Wikontic:基于大语言模型构建维基数据对齐的语义感知知识图谱
Wikontic: Constructing Wikidata-Aligned, Ontology-Aware Knowledge Graphs with Large Language Models
November 29, 2025
作者: Alla Chepurova, Aydar Bulatov, Yuri Kuratov, Mikhail Burtsev
cs.AI
摘要
知识图谱(KGs)为大型语言模型(LLMs)提供了结构化、可验证的基础支撑,但当前基于LLM的系统通常仅将KGs作为文本检索的辅助结构,未能充分挖掘其内在质量。本文提出Wikontic——一种多阶段处理流程,通过从开放域文本中提取带有限定符的候选三元组、实施基于Wikidata的类型与关系约束、并对实体进行归一化以减少重复,从而构建知识图谱。所得知识图谱具有紧凑性、本体一致性和良好连通性:在MuSiQue数据集上,正确答案实体在96%的生成三元组中出现。在HotpotQA任务中,我们仅使用三元组的设置达到76.0 F1值,在MuSiQue上达到59.8 F1值,匹配或超越了仍需文本语境的多种检索增强生成基线方法。此外,Wikontic在MINE-1基准测试中实现了最先进的信息保留性能(86%),优于现有知识图谱构建方法。该流程在构建时亦具高效性:知识图谱构建消耗少于1,000个输出标记,比AriGraph减少约三分之二,仅为GraphRAG的1/20。所提出的流程提升了生成知识图谱的质量,为LLMs中结构化知识的利用提供了可扩展的解决方案。
English
Knowledge graphs (KGs) provide structured, verifiable grounding for large language models (LLMs), but current LLM-based systems commonly use KGs as auxiliary structures for text retrieval, leaving their intrinsic quality underexplored. In this work, we propose Wikontic, a multi-stage pipeline that constructs KGs from open-domain text by extracting candidate triplets with qualifiers, enforcing Wikidata-based type and relation constraints, and normalizing entities to reduce duplication. The resulting KGs are compact, ontology-consistent, and well-connected; on MuSiQue, the correct answer entity appears in 96% of generated triplets.

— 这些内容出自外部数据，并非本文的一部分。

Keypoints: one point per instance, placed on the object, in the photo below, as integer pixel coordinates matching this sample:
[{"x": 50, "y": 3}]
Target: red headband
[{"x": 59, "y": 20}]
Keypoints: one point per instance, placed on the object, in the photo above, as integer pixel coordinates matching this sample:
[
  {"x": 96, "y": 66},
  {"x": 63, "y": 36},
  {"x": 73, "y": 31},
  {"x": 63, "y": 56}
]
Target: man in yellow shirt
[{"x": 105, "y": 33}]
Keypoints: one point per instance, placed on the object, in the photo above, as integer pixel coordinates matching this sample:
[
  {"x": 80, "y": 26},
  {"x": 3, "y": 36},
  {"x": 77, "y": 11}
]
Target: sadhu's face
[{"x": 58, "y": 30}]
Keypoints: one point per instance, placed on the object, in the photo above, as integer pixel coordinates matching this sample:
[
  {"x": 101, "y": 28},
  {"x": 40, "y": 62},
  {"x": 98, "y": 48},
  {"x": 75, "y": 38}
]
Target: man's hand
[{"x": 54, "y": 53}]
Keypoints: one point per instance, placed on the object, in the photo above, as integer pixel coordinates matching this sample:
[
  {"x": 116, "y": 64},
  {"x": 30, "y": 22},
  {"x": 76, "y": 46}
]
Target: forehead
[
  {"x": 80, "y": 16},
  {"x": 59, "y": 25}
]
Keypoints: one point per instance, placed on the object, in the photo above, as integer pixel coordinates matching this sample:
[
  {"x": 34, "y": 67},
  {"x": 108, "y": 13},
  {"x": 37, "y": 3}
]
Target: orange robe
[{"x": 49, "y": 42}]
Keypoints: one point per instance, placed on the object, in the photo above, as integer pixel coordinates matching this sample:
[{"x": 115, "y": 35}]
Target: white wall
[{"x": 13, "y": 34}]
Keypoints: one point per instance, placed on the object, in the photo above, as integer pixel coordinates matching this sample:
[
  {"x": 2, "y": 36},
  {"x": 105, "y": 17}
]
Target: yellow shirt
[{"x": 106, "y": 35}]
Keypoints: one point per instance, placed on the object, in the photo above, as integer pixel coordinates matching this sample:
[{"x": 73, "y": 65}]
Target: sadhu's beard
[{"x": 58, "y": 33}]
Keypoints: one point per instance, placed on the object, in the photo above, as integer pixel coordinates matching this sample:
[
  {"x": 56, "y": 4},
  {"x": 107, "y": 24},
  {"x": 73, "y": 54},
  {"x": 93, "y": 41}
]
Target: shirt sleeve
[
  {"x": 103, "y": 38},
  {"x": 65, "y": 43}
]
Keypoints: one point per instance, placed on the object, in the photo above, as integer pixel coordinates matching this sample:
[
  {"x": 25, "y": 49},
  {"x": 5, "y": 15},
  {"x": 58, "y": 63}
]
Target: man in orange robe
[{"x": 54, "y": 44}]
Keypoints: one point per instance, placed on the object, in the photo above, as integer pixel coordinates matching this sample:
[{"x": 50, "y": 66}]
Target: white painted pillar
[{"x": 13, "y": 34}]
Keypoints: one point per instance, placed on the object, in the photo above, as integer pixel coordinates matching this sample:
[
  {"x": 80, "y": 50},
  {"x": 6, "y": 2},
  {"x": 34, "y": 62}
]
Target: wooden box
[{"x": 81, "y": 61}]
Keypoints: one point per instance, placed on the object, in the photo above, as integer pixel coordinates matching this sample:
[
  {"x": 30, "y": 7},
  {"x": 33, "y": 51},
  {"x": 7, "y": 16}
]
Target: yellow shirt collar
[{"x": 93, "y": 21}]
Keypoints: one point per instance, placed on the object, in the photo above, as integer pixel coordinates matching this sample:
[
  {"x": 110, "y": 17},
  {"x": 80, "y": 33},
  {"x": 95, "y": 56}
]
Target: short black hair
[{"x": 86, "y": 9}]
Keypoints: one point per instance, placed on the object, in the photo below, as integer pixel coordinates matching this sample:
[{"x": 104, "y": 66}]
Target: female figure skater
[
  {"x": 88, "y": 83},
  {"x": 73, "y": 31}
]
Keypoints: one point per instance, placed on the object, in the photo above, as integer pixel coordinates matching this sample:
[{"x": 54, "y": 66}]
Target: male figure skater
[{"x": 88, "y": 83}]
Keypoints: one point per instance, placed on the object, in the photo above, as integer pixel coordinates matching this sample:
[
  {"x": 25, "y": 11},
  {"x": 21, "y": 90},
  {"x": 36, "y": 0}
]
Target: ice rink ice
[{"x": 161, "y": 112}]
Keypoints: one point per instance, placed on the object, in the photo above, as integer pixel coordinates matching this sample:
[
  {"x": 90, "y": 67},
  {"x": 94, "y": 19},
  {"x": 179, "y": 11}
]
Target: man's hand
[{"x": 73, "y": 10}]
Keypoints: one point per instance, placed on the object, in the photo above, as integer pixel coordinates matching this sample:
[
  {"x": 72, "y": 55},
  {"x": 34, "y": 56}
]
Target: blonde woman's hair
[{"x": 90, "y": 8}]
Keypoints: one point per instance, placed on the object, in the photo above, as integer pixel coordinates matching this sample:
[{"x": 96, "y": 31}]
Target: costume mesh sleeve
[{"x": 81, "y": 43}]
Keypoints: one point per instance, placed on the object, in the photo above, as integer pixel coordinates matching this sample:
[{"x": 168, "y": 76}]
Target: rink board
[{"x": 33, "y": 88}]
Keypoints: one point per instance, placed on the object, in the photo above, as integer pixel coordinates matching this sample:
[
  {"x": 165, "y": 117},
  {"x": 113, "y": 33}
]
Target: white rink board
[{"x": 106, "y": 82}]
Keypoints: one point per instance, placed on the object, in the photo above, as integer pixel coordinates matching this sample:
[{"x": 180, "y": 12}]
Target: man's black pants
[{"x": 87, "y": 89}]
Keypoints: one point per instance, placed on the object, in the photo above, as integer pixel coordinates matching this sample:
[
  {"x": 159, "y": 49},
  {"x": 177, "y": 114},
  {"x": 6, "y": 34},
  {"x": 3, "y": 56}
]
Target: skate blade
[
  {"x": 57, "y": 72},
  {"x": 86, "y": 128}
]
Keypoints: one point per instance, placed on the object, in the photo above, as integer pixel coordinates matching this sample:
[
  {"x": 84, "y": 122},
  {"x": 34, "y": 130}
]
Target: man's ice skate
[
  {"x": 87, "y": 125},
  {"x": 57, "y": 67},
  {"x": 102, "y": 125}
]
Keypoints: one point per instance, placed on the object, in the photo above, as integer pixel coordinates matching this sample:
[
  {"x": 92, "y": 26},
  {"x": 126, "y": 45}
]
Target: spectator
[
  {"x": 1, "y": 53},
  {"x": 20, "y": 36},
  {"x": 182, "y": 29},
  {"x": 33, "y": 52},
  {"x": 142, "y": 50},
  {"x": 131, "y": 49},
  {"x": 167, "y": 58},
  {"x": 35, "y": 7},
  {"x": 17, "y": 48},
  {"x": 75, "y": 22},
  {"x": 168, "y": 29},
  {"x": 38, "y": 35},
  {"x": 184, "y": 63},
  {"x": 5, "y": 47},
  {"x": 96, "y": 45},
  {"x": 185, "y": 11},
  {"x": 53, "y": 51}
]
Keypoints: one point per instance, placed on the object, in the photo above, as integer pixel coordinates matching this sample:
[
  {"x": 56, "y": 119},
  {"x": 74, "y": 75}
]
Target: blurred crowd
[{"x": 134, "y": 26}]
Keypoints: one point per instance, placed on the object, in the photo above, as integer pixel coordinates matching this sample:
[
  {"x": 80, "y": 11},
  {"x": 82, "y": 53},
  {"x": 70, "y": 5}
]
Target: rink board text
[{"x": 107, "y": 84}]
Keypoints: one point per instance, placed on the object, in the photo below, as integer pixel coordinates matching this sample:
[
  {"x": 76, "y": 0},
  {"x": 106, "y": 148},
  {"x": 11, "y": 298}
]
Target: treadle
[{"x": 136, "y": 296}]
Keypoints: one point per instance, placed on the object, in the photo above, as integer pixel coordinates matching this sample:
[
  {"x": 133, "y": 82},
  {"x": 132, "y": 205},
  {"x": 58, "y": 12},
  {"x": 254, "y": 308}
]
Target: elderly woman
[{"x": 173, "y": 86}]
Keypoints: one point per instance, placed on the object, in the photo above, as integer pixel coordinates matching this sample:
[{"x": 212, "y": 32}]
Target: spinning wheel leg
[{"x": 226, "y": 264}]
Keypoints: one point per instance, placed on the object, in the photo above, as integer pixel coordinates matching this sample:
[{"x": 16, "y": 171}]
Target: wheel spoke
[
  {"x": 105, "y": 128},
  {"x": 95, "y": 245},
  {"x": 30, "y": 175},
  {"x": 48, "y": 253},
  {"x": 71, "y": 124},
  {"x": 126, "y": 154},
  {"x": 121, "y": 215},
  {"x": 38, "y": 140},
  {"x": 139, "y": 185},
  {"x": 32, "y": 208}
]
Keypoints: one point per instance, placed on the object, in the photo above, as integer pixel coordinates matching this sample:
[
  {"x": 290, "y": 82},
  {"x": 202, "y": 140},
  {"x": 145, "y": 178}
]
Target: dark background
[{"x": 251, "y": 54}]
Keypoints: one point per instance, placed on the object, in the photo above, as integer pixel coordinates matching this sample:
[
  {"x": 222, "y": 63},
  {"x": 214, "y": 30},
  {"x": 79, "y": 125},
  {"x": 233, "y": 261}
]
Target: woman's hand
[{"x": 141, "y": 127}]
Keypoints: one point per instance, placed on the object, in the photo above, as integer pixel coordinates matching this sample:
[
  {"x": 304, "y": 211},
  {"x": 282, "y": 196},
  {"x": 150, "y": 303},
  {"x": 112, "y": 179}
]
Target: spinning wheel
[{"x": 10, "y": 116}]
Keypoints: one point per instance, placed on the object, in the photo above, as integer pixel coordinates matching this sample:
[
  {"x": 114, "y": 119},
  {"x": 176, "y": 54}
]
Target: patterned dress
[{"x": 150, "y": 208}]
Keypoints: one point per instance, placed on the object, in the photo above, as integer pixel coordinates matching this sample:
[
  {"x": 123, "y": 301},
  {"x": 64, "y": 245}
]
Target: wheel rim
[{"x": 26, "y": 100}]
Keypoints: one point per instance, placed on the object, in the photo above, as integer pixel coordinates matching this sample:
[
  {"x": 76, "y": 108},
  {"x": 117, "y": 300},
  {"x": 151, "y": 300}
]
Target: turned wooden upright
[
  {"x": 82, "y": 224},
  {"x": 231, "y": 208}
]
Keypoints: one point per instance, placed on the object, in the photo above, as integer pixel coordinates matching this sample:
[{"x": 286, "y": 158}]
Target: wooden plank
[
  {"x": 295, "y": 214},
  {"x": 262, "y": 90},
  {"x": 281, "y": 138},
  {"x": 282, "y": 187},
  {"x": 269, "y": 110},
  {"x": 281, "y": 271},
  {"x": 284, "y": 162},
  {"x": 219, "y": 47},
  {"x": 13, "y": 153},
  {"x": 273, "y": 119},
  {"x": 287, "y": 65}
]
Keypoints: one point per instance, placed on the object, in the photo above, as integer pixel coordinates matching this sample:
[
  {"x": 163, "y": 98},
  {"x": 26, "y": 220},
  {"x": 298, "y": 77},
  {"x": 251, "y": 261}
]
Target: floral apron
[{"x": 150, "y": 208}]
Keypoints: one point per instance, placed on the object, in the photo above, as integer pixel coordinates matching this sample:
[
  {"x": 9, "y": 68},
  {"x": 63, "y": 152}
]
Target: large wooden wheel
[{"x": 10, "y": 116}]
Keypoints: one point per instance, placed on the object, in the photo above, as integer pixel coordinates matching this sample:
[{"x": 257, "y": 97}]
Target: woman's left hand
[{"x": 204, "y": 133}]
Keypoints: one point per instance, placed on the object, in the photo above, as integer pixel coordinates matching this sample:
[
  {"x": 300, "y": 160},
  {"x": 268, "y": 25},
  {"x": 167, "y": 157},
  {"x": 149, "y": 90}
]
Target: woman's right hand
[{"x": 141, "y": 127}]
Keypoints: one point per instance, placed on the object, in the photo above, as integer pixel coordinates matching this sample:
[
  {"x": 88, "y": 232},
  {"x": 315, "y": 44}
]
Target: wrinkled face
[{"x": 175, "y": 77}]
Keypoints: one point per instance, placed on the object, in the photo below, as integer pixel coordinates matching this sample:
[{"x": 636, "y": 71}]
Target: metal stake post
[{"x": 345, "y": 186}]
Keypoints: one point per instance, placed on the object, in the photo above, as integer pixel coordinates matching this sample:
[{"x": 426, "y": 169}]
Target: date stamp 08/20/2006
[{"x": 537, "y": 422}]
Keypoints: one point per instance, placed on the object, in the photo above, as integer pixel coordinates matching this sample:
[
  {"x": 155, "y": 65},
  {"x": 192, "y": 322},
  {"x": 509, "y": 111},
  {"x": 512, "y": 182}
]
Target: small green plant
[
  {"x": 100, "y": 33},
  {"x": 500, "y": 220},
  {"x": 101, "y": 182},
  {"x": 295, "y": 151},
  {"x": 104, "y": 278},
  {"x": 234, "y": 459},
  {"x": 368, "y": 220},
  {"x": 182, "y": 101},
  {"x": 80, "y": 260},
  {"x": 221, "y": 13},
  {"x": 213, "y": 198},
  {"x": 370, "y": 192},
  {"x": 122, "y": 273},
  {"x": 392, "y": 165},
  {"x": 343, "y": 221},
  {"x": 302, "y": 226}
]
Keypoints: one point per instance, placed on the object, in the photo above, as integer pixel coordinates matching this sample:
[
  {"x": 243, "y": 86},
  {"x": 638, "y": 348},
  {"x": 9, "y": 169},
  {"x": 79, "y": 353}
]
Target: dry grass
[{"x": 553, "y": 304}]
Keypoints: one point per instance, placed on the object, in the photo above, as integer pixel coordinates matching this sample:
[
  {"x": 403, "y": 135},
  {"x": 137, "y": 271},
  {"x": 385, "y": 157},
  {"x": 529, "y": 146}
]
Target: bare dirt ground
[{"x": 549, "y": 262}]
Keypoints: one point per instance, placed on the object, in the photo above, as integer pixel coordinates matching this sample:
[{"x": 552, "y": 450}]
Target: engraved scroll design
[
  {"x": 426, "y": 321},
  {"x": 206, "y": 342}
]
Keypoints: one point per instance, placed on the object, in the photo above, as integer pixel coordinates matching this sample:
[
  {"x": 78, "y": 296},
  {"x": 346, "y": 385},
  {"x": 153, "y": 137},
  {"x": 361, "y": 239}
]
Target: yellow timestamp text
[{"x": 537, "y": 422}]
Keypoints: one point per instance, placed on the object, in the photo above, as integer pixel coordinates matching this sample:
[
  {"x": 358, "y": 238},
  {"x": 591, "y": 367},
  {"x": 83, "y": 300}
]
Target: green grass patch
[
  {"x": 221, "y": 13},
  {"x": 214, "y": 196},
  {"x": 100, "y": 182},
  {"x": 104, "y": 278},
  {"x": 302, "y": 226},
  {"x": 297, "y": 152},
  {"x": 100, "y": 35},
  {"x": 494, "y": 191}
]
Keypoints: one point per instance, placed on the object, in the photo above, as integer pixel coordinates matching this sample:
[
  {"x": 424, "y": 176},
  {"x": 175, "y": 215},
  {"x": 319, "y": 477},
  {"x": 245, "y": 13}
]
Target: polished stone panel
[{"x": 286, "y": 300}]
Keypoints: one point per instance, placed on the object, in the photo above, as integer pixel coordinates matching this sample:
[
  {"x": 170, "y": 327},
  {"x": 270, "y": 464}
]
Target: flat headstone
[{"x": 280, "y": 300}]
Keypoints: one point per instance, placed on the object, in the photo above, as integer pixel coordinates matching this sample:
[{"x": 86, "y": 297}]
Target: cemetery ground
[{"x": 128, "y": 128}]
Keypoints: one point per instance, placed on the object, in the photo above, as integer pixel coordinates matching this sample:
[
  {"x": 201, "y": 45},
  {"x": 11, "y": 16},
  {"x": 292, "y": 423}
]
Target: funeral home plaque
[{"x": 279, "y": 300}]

On HotpotQA, our triplets-only setup achieves 76.0 F1, and on MuSiQue 59.8 F1, matching or surpassing several retrieval-augmented generation baselines that still require textual context. In addition, Wikontic attains state-of-the-art information-retention performance on the MINE-1 benchmark (86%), outperforming prior KG construction methods. Wikontic is also efficient at build time: KG construction uses less than 1,000 output tokens, about 3times fewer than AriGraph and <1/20 of GraphRAG. The proposed pipeline enhances the quality of the generated KG and offers a scalable solution for leveraging structured knowledge in LLMs.